Mais notre besoin de compréhension reste inassouvi car nous avons besoin de comprendre pourquoi les humains acceptent massivement de vivre selon un mode dégradé de leur liberté. Ils le peuvent dans la mesure où ils adhèrent à une vision du monde mise en avant, sous pression communicationnelle constante, insistante, voire intrusive, par les pouvoirs sociaux, qui appâte les individus avec une perspective de bonheur comme maximisation de sensations bonnes.
Mais il faut se rendre compte qu’une telle perspective de bonheur nous conduit dans une sorte d’enfer individualiste. Car les sensations bonnes, celles de la société de consommation, ne valent que pour soi. Autrui dans sa propre quête de sensations bonnes ne peut être qu’un obstacle. Chacun doit se battre dans une compétition pour la capacité d’avoir des sensations bonnes. Et la mesure de cette capacité, on la connaît, c’est la richesse …financière, soit le montant de son compte en banque. Et cette richesse, dans une société organisée pour le marché, s’accumule toujours au dépend de celle d’autrui.

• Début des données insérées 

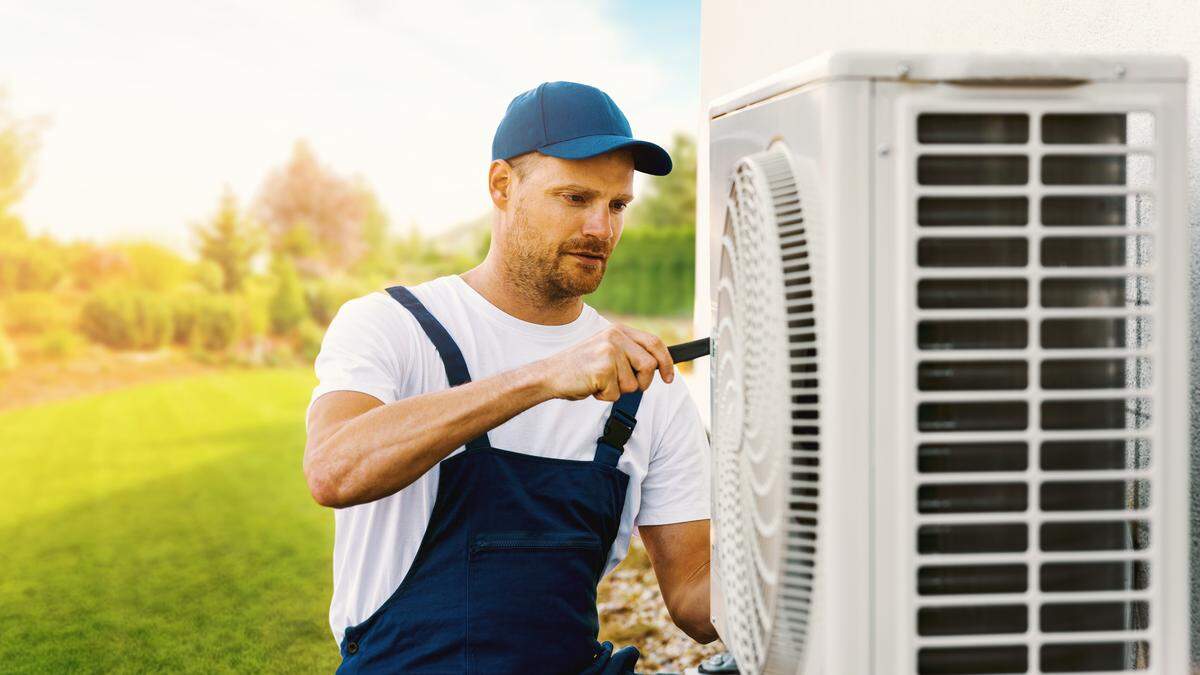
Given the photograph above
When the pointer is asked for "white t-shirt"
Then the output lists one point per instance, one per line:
(377, 347)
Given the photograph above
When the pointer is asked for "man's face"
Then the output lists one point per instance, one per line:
(564, 219)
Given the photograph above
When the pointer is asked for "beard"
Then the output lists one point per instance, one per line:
(550, 272)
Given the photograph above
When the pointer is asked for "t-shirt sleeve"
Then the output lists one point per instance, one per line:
(359, 353)
(677, 487)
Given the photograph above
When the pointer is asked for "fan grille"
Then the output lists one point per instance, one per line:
(766, 423)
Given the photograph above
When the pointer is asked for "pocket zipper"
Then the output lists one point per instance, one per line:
(569, 544)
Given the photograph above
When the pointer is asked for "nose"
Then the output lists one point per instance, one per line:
(598, 223)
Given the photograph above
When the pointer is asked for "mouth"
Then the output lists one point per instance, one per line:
(588, 257)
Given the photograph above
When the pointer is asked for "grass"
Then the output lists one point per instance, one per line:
(165, 527)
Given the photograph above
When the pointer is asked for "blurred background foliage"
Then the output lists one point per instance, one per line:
(263, 279)
(163, 519)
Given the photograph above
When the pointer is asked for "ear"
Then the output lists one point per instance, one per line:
(499, 183)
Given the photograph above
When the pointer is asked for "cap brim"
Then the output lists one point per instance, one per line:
(648, 157)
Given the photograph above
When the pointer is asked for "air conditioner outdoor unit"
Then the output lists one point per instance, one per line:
(949, 370)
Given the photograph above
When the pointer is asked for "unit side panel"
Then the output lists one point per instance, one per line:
(1027, 442)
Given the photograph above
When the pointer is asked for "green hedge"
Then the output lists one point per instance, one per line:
(652, 272)
(127, 320)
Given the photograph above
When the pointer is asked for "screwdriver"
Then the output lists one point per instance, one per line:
(689, 351)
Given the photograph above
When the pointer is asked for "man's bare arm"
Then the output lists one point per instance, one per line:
(360, 449)
(679, 555)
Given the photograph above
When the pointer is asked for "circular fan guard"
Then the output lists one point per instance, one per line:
(765, 425)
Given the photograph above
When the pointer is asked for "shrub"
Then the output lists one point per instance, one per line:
(9, 359)
(59, 345)
(652, 272)
(127, 320)
(184, 309)
(215, 323)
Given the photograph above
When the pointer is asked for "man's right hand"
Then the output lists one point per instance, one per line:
(360, 449)
(617, 360)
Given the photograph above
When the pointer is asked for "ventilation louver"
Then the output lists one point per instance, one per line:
(1035, 425)
(766, 444)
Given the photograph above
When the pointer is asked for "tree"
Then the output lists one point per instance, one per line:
(671, 201)
(18, 142)
(313, 214)
(288, 306)
(229, 240)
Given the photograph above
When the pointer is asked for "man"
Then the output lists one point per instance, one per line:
(490, 441)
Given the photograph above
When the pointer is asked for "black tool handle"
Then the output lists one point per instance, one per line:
(688, 351)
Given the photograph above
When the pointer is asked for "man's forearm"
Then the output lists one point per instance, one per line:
(387, 448)
(694, 607)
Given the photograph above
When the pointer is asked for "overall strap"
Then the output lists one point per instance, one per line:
(451, 357)
(617, 430)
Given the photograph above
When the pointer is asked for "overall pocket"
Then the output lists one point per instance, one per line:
(532, 602)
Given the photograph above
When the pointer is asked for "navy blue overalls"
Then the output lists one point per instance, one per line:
(505, 577)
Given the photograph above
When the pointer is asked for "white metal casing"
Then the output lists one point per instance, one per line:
(853, 115)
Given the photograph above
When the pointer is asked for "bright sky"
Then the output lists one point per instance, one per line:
(154, 106)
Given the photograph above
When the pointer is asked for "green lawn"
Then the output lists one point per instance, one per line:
(165, 527)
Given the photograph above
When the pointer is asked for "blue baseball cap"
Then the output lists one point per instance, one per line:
(573, 121)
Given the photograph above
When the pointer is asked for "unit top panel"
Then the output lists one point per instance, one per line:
(961, 67)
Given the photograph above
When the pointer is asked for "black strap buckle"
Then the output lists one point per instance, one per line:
(618, 429)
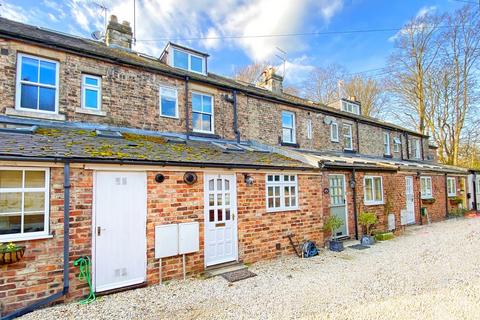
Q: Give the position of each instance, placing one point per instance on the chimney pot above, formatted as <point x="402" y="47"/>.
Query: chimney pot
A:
<point x="271" y="80"/>
<point x="119" y="35"/>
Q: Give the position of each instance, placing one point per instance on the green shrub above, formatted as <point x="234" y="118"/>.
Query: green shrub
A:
<point x="367" y="219"/>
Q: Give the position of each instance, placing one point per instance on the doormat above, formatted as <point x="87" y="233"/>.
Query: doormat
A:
<point x="358" y="247"/>
<point x="234" y="276"/>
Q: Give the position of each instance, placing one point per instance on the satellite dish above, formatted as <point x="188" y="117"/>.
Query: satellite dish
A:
<point x="97" y="35"/>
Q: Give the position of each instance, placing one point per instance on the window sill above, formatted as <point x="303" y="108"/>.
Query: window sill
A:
<point x="34" y="114"/>
<point x="374" y="203"/>
<point x="23" y="237"/>
<point x="91" y="112"/>
<point x="282" y="209"/>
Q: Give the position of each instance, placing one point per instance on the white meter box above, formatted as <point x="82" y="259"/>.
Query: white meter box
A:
<point x="166" y="240"/>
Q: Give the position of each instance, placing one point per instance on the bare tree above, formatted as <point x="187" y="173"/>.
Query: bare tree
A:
<point x="322" y="84"/>
<point x="369" y="92"/>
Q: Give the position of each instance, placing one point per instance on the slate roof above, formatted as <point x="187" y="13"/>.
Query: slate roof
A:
<point x="90" y="145"/>
<point x="82" y="46"/>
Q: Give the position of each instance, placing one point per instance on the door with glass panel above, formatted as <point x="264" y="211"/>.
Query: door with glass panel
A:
<point x="220" y="219"/>
<point x="338" y="203"/>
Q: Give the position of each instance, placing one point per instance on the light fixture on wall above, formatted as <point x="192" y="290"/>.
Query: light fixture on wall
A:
<point x="248" y="180"/>
<point x="159" y="178"/>
<point x="190" y="178"/>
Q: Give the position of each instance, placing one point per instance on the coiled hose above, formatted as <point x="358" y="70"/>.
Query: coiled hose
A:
<point x="84" y="264"/>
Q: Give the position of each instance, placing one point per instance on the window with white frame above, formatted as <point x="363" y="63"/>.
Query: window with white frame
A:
<point x="91" y="92"/>
<point x="309" y="129"/>
<point x="334" y="132"/>
<point x="347" y="136"/>
<point x="350" y="107"/>
<point x="188" y="61"/>
<point x="451" y="187"/>
<point x="416" y="148"/>
<point x="282" y="192"/>
<point x="288" y="127"/>
<point x="202" y="112"/>
<point x="168" y="102"/>
<point x="397" y="144"/>
<point x="426" y="190"/>
<point x="386" y="143"/>
<point x="23" y="203"/>
<point x="373" y="190"/>
<point x="37" y="84"/>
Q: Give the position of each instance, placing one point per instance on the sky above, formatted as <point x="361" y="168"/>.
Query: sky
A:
<point x="237" y="32"/>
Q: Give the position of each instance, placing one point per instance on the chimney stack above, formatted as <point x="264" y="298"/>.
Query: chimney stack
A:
<point x="119" y="35"/>
<point x="271" y="80"/>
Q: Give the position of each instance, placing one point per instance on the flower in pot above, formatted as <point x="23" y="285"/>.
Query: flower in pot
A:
<point x="11" y="253"/>
<point x="367" y="220"/>
<point x="332" y="224"/>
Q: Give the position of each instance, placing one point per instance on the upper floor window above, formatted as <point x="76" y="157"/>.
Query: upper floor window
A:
<point x="202" y="115"/>
<point x="397" y="144"/>
<point x="168" y="102"/>
<point x="347" y="136"/>
<point x="37" y="84"/>
<point x="426" y="190"/>
<point x="386" y="143"/>
<point x="334" y="132"/>
<point x="282" y="192"/>
<point x="23" y="203"/>
<point x="350" y="107"/>
<point x="309" y="129"/>
<point x="91" y="92"/>
<point x="373" y="190"/>
<point x="416" y="148"/>
<point x="188" y="61"/>
<point x="451" y="187"/>
<point x="288" y="127"/>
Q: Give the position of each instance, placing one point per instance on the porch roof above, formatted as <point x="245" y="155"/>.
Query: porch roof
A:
<point x="349" y="161"/>
<point x="90" y="145"/>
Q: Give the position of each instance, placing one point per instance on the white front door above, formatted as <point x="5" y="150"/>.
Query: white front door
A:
<point x="410" y="199"/>
<point x="120" y="243"/>
<point x="338" y="203"/>
<point x="220" y="219"/>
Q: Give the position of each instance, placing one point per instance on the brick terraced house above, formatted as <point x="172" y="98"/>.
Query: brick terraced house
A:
<point x="135" y="143"/>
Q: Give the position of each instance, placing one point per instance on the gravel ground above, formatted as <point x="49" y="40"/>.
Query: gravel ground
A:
<point x="431" y="272"/>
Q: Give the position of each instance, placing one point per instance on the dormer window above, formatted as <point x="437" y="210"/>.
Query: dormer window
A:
<point x="350" y="107"/>
<point x="186" y="60"/>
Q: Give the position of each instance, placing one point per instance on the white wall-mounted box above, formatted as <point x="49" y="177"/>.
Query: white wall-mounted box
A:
<point x="166" y="240"/>
<point x="188" y="239"/>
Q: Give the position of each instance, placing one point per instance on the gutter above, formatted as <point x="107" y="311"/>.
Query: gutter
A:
<point x="66" y="252"/>
<point x="155" y="163"/>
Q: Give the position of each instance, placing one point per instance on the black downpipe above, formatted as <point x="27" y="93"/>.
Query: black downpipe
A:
<point x="235" y="116"/>
<point x="187" y="110"/>
<point x="66" y="250"/>
<point x="446" y="195"/>
<point x="355" y="213"/>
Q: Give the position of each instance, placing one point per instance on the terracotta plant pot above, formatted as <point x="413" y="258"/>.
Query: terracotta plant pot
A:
<point x="12" y="256"/>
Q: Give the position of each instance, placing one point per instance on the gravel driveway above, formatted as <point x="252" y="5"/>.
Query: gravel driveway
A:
<point x="431" y="272"/>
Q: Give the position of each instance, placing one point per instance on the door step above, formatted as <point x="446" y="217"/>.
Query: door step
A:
<point x="223" y="268"/>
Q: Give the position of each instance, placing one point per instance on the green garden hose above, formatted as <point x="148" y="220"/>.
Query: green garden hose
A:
<point x="84" y="264"/>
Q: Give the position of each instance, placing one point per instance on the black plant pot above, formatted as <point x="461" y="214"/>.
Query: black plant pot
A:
<point x="335" y="245"/>
<point x="367" y="240"/>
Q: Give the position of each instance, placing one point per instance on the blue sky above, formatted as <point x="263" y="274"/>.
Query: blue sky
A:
<point x="186" y="19"/>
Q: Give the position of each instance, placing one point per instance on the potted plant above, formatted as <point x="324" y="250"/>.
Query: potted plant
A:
<point x="332" y="224"/>
<point x="367" y="219"/>
<point x="11" y="253"/>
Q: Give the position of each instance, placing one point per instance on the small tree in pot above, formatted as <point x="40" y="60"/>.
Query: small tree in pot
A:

Autrement dit, ce bonheur individuel qui est la valeur finale promue par l’idéologie dominante, implique une société de compétition et de défiance a priori envers autrui.
Nous retrouverons notre puissance d’agir pour notre avenir lorsque nous nous vivrons ensemble dans ce mouvement, c’est-à-dire lorsque nous aurons retrouvé, recréé, la confiance. Alors nous aurons la force, l’aplomb, pour nous élever contre les absurdités, qu’elles soient quotidiennes ou d’infrastructures, de la mercatocratie, de façon à ce qu’elles soient disqualifiées comme des aberrations du point de vue de l’avenir de tous.
Précisons que pour ce retissage de la confiance une attention prioritaire doit être apportée à ce qu’on pourrait appeler « une écologie de la communication » : savoir faire taire les canaux de communication dominants, éviter les réseaux sociaux qui enferment dans des bulles d’auto-confirmation, épargner les enfants du racolage publicitaire, ouvrir des espaces et du temps aux échanges vivants en lesquels on sait à la fois s’écouter et argumenter, etc…
[1] Cf. Nicolas de Condorcet, Esquisse d'un tableau historique des progrès de l'esprit humain (1794).
[2] Voir pour ce point et le point suivant les chapitres 3 - La manipulation réactive, et 4 - La nouvelle sophistique, de notre Démocratie… ou mercatocratie ? éditions Yves Michel – 2023.